According to Forbes, he is the richest New Yorker and the eighth richest man in the United States. Bloomberg finances his own campaigns. He surrounds himself with some of the smartest people in contemporary American politics -- super heavyweight political wonks and grinds of the highest magnitude. But Bloomberg is trapped, as i said before, unable to run for President, but also wanting to play in the big leagues. So why doesn't President Obama hire Michael Bloomberg?

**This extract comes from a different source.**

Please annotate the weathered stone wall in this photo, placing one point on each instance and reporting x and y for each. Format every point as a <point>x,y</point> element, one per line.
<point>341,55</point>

Michael Bloomberg is many things, a politician, a billionaire, a media executive, a former Wall Streeter, but what is of greatest interest to this embattled White House is the fact that Michael Bloomberg is a businessman. They have had their differences, but they could be -- and should be -- allies. And Barack Obama has a problem -- and not a small one -- with the Chamber of Commerce, a fact that was became most evident on election day 2010 when he lost the House of Representatives. As Bloomberg told the December issue of GQ, which named him The most interesting—and most fearless—politician in America:
“One of those things that I’ve urged the president to do is to get some business people in his close, tight circle,” Bloomberg said of the president. “I think business is—one of the president’s job is to promote American business around the world, sell our products around the world, get people from around the world to come and invest here. That’s a big part of the job. That’s our tax base. That’s how Americans earn a living and I don’t think he has enough advisers.”Whether or not this helps Obama in the general election in 2012 -- business is not the most popular profession in America right now -- he needs non academic, non politicians in senior advisory positions who thoroughly understand the business class perspective. Michael Bloomberg is a two-fer, a businessman with Wall Street cred with a powerful political brand with independent voters (and Jewish voters as well). President Obama hire Michael Bloomberg -- and his kitchen cabinet of policy wonks -- to serve in some senior advisory position. While the administration is at it they might want to look at hiring the gritty, dirt-under-his-fingernails populist Ed Rendell -- outgoing Governor of Pennsylvania -- as Chief of Staff to provide balance to Bloomberg's centrist idealism. Rendell has a deep, pragmatic understanding of the white working class, a staple of the Democrat party -- a key to winning Ohio and Michigan and Pennsylvania -- that Barack Obama has had trouble attracting throughout his political career.